Date: Tue, 25 Jan 2011 17:32:21 -0500


This message is being cross-posted on both the APG Members mailing list and the Transitional Genealogists Forum mailing list.

Ever since Ancestry announced the discontinuation of Expert Connect, many people have weighed in on the subject. The expressed opinions have ranged from extreme disgust and betrayal to “so what?”

I would invite those professionals and “transitionals” with these negative emotions to reflect a little on their own businesses.

Ancestry launched Expert Connect in the summer of 2009—less than two years ago. If their decision to discontinue the program—for whatever reason—is devastating to your business plan, then you must really reexamine your business plan itself. Expert Connect was a program maintained entirely by a third party, with no true working partnership, etc., with its providers. Does reliance on the program create a sustainable business plan? Absolutely not.

On both of these lists over the past few years, many of the more established professional genealogists, in an unofficial “mentor”-like capacity, have offered advice to those of us just beginning in the profession. Among the suggestions from those who established their own careers long before Expert Connect have been:
- multiple sources of “passive income,” through writing, publishing, and lecturing
- marketing ideas, including non-traditional
- even recently, discussion of various ways that genealogical skills can be used in other fields, such as “forensic genealogy”

Did you explore these other options in your business plans? Or did you (on some level) expect Expert Connect to provide you with an endless stream of clients forever?

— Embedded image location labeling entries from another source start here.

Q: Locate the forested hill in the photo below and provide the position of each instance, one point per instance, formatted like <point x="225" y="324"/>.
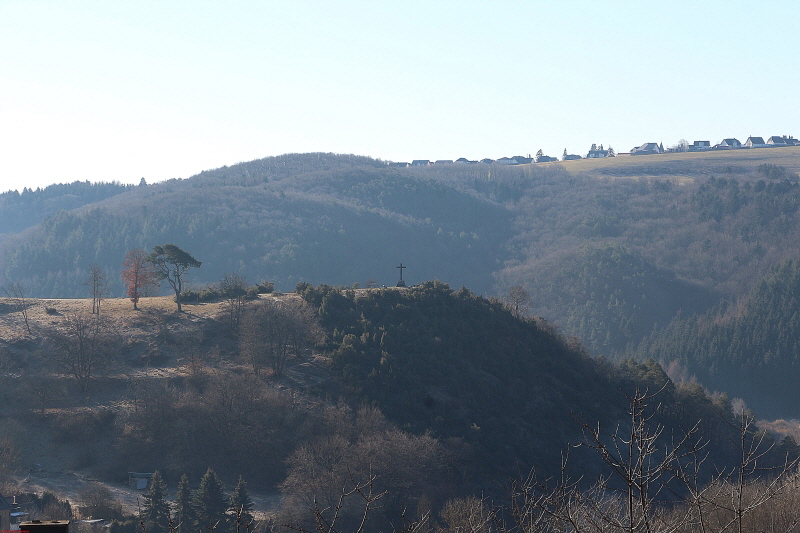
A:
<point x="287" y="219"/>
<point x="509" y="392"/>
<point x="751" y="350"/>
<point x="20" y="210"/>
<point x="608" y="250"/>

There are many good articles online on creating a formal business plan. All self-employed professionals, regardless of profession, should consider creating one. This should be a “living document,” so that changes can be made as necessary. The discontinuation of Expert Connect is a perfect example of a market change that would require the revision of your business plan.

This message is meant to be productive advice for those who are hurt the worst by the loss of Expert Connect. It is not meant to be disparaging or negative, in any way.

For the record, I have been a provider with Expert Connect since its beginning. I also use the “Genealogy Freelancers” and “Genlighten” websites to find clients. However, none of these websites have ever provided the majority of my income. I have my own website whereby I attract the majority of my clients. I advertise my services through various means, including links on the APG website, and the websites of several repositories where I research. I supplement my client research income through prolific writing and publishing, as well as lecturing wherever and whenever possible. I have created web-based courses. In other words, I actively seek out and create opportunities to earn money through any means and methods possible. The loss of Expert Connect will remove one of the sources of income for my genealogy business, but it will not destroy my genealogy business.